I resumed my position and he shot the skunk again.

“Still moving,” I moaned.

He shot it again. Each time it got shot, the animal jumped. Clearly, it was getting hit. He kept shooting it, and it kept moving, and I kept repeating its movements back to him. I lost count after twelve direct hits.

“Dear God,” I said.

“I keep hitting it!” he said.

I tried to think of another way to kill the creature without getting sprayed, something quick, but I couldn’t come up with anything. I was surprised that it didn’t make a sound. Not a squeal, which I’d expected, not a grunt or a groan — nothing — but in my mind’s ear, I could hear it all.

My nephew shot it again. I saw the skunk spasm again, and this time I smelled its spray. Maybe it was dead.
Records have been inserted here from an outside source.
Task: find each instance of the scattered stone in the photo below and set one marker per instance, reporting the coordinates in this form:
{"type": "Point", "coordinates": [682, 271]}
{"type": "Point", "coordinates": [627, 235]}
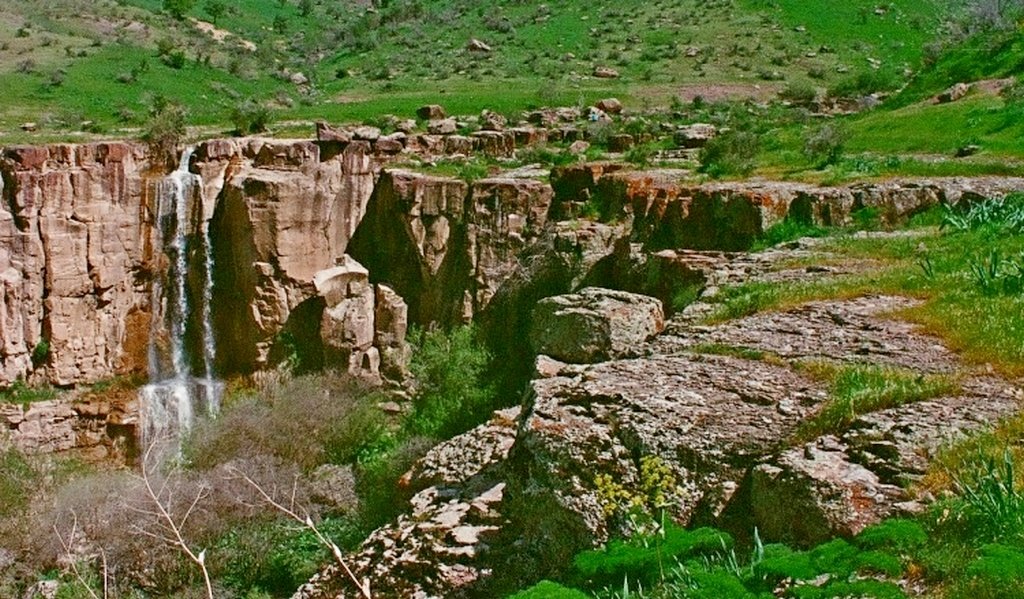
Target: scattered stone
{"type": "Point", "coordinates": [695, 135]}
{"type": "Point", "coordinates": [442, 127]}
{"type": "Point", "coordinates": [610, 105]}
{"type": "Point", "coordinates": [954, 93]}
{"type": "Point", "coordinates": [406, 126]}
{"type": "Point", "coordinates": [325, 132]}
{"type": "Point", "coordinates": [431, 113]}
{"type": "Point", "coordinates": [491, 121]}
{"type": "Point", "coordinates": [579, 147]}
{"type": "Point", "coordinates": [621, 142]}
{"type": "Point", "coordinates": [366, 133]}
{"type": "Point", "coordinates": [969, 150]}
I’d heard that they always spray when they die suddenly, in the way that a hanged man will shit his pants.

But no, the skunk moved again.

By now, I was struggling to stay calm. “Can you maybe come down here and shoot him in the head? His head is pointing at me.”

“I’m shooting it in the head.”

“You’re shooting it in his flank. His eyes are staring at me.”

My nephew came down off the porch, away from the railing he’d been using as a gun rest during this very long, very slow ordeal. Now he took up a station beside me, pumped the air rifle again, and shot the animal in what we took to be his head.

We paused. That should have done it.

Then the skunk moved again, but more slowly.

“For God’s sake,” I said.

My nephew, reading my mind, explained why he couldn’t use a more powerful weapon at this hour in these woods and with these laws.

“Okay,” I said. “Please shoot it again.”

He shot it again. It made another movement. We repeated the pattern some more — “Please shoot it”; the shot; the skunk moving again — until finally, finally, there was another burst of skunk spray, an awful silent fog of odor that washed toward us as we backed away.

“I think it’s dead,” I said. “But let’s give it a minute.” We waited, then waited some more, then decided that it had to be dead — I hoped to God it was dead — and went inside.

This quick mercy killing had taken almost an hour. It was impossible to sleep after that.

My own test for cancer is in a couple of weeks.

 

3 Responses to “Life and death”

  1. Dan Says:

    I wish that hadn’t been so well written — it was harrowing.

  2. Uncle Rich Says:

    I had my MRI the other day. Will learn the results next month, after I get some more bloodwork. Or, if the test looks bad, the specialist will call me to come in sooner. I hope your test is just routine, Lee, and that the results are good. What a drag it is getting old.